After the service, an elderly Chinese man came up to Goldberg to welcome him. “We are so happy to have you here,” said the man, “but tell me: how do you know the words of the Jewish prayers?” “I grew up with these prayers. I chanted them at my Bar Mitzvah,” Goldberg answered.
The old man peered closely at Goldberg. Then with a shrug of his shoulders, he replied, “Funny, you don’t look Jewish.”
Many of us have a tendency to assume that Ashkenazic equals Jewish – that last names like Rosen and Goldberg are Jewish names and that matzah balls and borscht represent authentic Jewish experience. When I was little, my grandmother used to kiss my keppele, pinch my punim, and occasionally threaten to potch in tuchis. I figured that was just how Jews talked. Turns out that my eight-year-old self was making some seriously “Ashkenormative” assumptions.
You can understand why many of us this think this way. After all, the majority of Jews in North America today have their roots in eastern and central Europe. But we are not monolithic, and such assumptions – even unwitting or unconscious – can do damage to our community and to those seeking to be part of it.
Consider: if a visitor named Goldberg walked into one of our synagogues, we probably wouldn’t hesitate to offer them an aliyah during services. But if their name was O’Reilly or Youssef – or if their skin was black or they had Asian features– we’d be less likely to offer honours and more likely to ask questions.
I’ve heard of converts’ Jewishness being questioned right in the sanctuary (“Which of your parents was Jewish?” Which rabbi converted you?”). I’ve met people of colour – both Jews and spouses of Jews – who avoid synagogues because they were treated like outsiders. I’ve seen rabbis tell potential Jews-by-choice that in order to be accepted in the Jewish community they will need to learn to pepper their speech with Yiddish words and their cooking with eastern European foods. As if eating gefilte fish and having a bubbe were central components of Jewish identity.
The result is a de-facto two tiered system in which European Jews – and those who can pass as European Jews – have an often-invisible level of privilege within our communities, while people of colour and converts are more likely to be deemed suspect or to be excluded. At the recent Biennial Convention of the Union for Reform Judaism in Chicago, there were several reports of Jews of colour being treated differently than their counterparts: they were disproportionately asked to produce ID when picking up participant badges; some reported being eyed warily by fellow participants in the hallways; a few were even asked to clean up spills (on the assumption that they were part of the staff as opposed to attendees).
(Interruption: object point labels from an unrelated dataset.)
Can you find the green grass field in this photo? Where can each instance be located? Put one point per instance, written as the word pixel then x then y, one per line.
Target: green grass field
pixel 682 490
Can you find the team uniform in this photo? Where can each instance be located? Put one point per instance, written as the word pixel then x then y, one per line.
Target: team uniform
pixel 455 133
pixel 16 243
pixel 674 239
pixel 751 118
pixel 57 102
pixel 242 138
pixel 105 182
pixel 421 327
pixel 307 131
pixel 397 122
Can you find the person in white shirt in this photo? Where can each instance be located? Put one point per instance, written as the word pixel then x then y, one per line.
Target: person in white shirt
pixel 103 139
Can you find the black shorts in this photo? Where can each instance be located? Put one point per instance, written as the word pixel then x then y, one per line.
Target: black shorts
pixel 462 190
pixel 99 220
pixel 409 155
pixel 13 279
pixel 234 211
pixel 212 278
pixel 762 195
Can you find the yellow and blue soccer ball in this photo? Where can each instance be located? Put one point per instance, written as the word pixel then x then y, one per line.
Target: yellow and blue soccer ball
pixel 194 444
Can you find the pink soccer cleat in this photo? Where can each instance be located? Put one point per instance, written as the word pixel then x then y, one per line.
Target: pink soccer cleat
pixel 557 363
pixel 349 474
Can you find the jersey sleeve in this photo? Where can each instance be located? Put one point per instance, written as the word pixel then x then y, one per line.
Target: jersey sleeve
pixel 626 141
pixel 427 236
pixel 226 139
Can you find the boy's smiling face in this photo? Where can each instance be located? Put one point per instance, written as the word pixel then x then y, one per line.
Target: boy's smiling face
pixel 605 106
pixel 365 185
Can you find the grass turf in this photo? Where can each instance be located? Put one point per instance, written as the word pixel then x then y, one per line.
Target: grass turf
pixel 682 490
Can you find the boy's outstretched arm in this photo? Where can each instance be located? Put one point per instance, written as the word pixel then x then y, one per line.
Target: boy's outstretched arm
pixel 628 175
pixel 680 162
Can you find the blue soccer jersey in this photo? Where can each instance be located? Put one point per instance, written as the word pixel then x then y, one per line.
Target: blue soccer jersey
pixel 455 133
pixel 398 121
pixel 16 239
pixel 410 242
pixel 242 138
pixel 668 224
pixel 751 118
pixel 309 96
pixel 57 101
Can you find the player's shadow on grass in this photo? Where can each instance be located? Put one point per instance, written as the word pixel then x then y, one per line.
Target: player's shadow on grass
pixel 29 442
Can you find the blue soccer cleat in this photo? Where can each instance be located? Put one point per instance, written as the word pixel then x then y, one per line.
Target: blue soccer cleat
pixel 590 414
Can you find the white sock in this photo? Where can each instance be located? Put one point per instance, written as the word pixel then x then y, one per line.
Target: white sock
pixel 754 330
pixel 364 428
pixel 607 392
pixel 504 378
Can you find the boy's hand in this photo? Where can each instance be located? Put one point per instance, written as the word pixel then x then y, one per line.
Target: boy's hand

The irony is that inclusion is a central value in Reform Jewish thinking – in fact, URJ president Rabbi Rick Jacobs’s keynote address at that very conference called on Reform Jews to “extend the tent of Jewish life” to those who are often excluded due to ethnic background, sexual orientation, or intermarriage. (Rabbi Jacobs pointedly addressed the issue a few days later in a Facebook post in which he called on Jews to “acknowledge that racism isn’t only “out there somewhere.”) Such incidents are a reminder that even in Jewish communities that are committed to inclusiveness, sometimes we have to work hard to be aware of our implicit biases.
In the 21st century, there is no such thing as “looking Jewish.” Demographic trends such as conversion, intermarriage, and adoption are changing the face of the Jewish people. Let us open our tent to all of those who wish to come inside, and let us acknowledge and celebrate the incredible diversity of our people.